Great looking Projects  (will get to those at some point)

The Managing Director sounds switched on to me

Technically, that big pin-bar has me interested

Low MC with Assays in the pipeline + fresh drilling just started

Enough cash to carry on for the medium term.

Personally looking to try and pick up a couple of handfuls while it wobbles around at the lows


----------



## Tommy Shelby (20 May 2021)

I'm pretty cynical when it comes to mining speccies mostly because they're outside of my expertise. However this looks like it might be worth a punt and I'm curious.

They tried to list in 2017 at a market cap of $20m but then pulled back to list now in 2021. It doesn't seem like they have done much in that time and I recall reading somewhere that they drilled about 5,000m around 2017 but didn't really find anything substantial.
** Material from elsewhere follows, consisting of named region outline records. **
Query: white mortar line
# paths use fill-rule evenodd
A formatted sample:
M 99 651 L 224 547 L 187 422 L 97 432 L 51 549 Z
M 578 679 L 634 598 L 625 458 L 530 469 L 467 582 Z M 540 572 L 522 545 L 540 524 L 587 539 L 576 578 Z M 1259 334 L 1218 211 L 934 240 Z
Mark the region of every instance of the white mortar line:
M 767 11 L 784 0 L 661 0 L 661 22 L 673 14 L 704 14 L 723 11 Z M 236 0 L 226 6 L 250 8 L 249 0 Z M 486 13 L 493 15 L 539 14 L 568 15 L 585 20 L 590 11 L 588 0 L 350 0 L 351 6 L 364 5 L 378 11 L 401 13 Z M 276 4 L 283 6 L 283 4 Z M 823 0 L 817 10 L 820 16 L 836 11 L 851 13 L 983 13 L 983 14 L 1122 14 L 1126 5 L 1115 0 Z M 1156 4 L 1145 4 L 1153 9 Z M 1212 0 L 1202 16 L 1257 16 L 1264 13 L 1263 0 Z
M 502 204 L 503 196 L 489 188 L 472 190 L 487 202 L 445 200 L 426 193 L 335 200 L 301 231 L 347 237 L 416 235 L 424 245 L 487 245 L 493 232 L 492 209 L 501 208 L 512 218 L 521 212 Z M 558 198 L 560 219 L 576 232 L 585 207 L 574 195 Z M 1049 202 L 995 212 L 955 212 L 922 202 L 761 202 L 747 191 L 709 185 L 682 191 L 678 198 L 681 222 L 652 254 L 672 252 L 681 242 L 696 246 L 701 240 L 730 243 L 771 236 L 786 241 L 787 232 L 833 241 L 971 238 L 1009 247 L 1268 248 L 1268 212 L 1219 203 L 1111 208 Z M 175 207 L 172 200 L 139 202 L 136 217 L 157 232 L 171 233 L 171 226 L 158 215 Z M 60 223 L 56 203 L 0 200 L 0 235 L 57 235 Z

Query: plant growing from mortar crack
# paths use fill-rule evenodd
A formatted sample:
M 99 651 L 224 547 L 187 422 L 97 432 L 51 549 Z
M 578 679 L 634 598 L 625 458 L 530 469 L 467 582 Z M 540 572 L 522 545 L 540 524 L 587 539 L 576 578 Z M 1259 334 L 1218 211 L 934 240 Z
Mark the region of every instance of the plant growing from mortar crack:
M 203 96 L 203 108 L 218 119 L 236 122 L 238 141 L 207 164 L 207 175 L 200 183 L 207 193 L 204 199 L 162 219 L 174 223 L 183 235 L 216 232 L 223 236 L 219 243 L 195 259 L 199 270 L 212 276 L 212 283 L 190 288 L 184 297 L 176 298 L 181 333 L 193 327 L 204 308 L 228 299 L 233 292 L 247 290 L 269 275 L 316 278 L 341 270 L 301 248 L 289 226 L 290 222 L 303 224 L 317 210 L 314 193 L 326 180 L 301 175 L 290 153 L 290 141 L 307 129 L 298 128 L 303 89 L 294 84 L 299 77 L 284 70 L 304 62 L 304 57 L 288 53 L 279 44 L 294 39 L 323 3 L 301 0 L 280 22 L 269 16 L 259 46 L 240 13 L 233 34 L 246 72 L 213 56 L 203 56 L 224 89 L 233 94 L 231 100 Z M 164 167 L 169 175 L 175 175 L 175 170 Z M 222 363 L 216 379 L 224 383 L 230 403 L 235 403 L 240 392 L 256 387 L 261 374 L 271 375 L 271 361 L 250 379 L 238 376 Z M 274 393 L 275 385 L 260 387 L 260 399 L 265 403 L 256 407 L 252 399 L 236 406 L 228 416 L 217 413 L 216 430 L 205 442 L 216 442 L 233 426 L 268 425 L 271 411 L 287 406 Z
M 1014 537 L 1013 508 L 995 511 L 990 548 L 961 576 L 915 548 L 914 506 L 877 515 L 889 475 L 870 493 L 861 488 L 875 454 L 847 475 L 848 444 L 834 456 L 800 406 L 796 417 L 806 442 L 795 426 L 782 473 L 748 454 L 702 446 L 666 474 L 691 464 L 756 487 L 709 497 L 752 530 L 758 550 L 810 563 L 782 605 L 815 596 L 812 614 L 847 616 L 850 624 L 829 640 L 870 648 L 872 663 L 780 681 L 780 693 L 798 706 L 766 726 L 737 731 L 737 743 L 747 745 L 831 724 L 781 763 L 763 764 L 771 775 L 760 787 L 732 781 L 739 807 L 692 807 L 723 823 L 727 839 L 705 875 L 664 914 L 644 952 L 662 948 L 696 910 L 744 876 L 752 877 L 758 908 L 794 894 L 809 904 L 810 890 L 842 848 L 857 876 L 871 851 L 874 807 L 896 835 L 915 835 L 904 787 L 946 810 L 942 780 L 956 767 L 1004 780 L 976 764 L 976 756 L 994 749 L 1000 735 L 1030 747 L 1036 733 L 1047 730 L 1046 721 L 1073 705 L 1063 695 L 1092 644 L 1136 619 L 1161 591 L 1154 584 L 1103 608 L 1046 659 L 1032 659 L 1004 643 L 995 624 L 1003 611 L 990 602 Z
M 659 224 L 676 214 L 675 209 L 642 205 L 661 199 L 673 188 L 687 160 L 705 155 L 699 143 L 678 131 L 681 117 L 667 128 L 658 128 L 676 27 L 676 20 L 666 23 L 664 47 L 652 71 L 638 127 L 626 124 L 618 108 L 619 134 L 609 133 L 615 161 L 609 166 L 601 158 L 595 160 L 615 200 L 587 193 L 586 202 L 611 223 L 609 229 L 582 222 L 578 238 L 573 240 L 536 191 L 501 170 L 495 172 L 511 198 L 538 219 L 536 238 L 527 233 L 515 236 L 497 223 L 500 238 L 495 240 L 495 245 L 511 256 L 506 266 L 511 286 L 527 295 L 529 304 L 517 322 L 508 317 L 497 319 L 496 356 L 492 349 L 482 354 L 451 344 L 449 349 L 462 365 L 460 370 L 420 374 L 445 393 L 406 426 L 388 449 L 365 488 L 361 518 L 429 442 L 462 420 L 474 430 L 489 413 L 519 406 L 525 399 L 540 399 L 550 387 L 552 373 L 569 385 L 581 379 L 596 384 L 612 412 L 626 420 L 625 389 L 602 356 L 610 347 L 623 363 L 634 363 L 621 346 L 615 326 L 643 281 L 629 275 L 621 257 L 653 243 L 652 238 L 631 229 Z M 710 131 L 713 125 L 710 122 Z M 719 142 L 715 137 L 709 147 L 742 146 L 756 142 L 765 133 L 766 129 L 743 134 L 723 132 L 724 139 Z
My main (stupid) question is how many drill holes do you need to certify a resource? They're doing between 4-6 holes per prospect which doesn't seem like much to me but I could be way off. 

If someone with more experience/smarter than me would care to chuck in their two cents that would be much appreciated


----------



## barney (29 May 2021)

Tommy Shelby said:


> My main (stupid) question is how many drill holes do you need to certify a resource? They're doing between 4-6 holes per prospect which doesn't seem like much to me but I could be way off.




Howdy TS.  Jason Beckton openly states he is looking for  big strikes.  The minimal drilling is trying to isolate the areas with the most potential before they get serious with larger drilling campaigns.  That gives them most bang for the buck.

The last assay results for "Zemplin" should be close. Recent drilling struck some interesting results down to the 100 mtr level so there is definitely some potential there.

I like the fact they only have about 90 million SOI and have enough Cash to complete all the upcoming drilling campaigns into 2022  

Chart is ticking up from the Lows on tiny Volume which is a lot healthier than ticking down

Any sniff of good upcoming drill results, its not hard to see this moving higher. 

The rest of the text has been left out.